Snow is falling in the exclusive alpine ski resort of Saint Antoine, as the shareholders and directors of Snoop, the hottest new music app, gather for a make or break corporate retreat to decide the future of the company. At stake is a billion-dollar dot com buyout that could make them all millionaires, or leave some of them out in the cold.
The clock is ticking on the offer, and with the group irrevocably split, tensions are running high. When an avalanche cuts the chalet off from help, and one board member goes missing in the snow, the group is forced to ask – would someone resort to murder, to get what they want?
Synopsis taken from Goodreads. Add to your shelves here.
Review:
The December pick for my book club, this book is a twisty mystery in a snow-bound chalet as the head-honchos of a tech start-up begin dying one by one.
I really enjoyed this book – gobbled it down between lectures. I don’t usually read adult thrillers (too nervous that they’ll be too dark and feature graphic assault), but I do read a lot of YA, so ONE BY ONE is my first foray into adult – and it was a good choice.
The lock-in feel (knowing the murderer was there) made the tension ratchet up as the bodies piled up. However, there is an added, very subtle tension increaser from the dropping temperatures and lowering supplies. Phones lose charge (and signal is rough anyway), and then there’s no heating and it’s sub-zero out there. It added another pressure to them needing to get rescued as they were going to freeze to death otherwise.

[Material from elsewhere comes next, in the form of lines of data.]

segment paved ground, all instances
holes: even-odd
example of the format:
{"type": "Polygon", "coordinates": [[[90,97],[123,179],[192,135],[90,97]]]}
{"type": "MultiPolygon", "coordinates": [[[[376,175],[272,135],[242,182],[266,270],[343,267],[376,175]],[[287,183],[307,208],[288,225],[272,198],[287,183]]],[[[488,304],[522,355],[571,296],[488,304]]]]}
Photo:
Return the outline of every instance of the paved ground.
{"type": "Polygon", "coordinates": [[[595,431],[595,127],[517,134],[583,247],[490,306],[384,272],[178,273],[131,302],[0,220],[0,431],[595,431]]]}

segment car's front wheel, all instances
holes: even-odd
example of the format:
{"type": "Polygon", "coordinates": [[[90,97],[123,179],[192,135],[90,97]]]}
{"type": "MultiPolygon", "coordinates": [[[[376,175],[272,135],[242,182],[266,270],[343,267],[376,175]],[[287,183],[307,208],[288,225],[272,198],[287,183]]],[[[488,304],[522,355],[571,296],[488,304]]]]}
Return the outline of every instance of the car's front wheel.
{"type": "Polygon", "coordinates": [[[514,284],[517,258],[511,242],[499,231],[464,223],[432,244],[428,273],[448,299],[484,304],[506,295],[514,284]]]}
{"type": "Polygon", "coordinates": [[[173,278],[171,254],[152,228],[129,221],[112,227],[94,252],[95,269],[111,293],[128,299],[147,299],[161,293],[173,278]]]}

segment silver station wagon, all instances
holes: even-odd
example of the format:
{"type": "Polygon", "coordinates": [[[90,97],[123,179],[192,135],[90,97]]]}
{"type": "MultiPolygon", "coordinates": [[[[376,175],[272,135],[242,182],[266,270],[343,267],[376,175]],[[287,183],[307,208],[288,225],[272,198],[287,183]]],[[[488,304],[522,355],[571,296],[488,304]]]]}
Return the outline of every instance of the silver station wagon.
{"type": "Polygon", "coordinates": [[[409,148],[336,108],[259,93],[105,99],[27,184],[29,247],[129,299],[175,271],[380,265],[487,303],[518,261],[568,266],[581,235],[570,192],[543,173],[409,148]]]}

I didn’t guess who the murderer was. I didn’t actually manage to guess at all, as I just could not work it out because the who the murderer was felt like a really clever narrative trick. Maybe I should have got it (maybe it wasn’t a good trick for those used to the genre) but I didn’t so the build up to the reveal was great as there was evidence that I was trying to fit to other characters, trying to work out how it might point to one of them, never suspecting the real murderer.
When the reveal came, therefore, it was a real surprise (in a good way.) It was so chilling watching the realisation play out (and experience it myself.) It also flipped my perspective on some earlier scene. Unlike what I have in my mind as the “traditional mystery set up,” there was a lot that came after the reveal. The reveal serves as a catapult into a tense climax that used the surroundings to great effect.
(I really really want to talk more about the mystery, but that would give way too much away, so I guess it’s good I get to talk about it in a book club!)
In all, it was a great introduction to adult mysteries!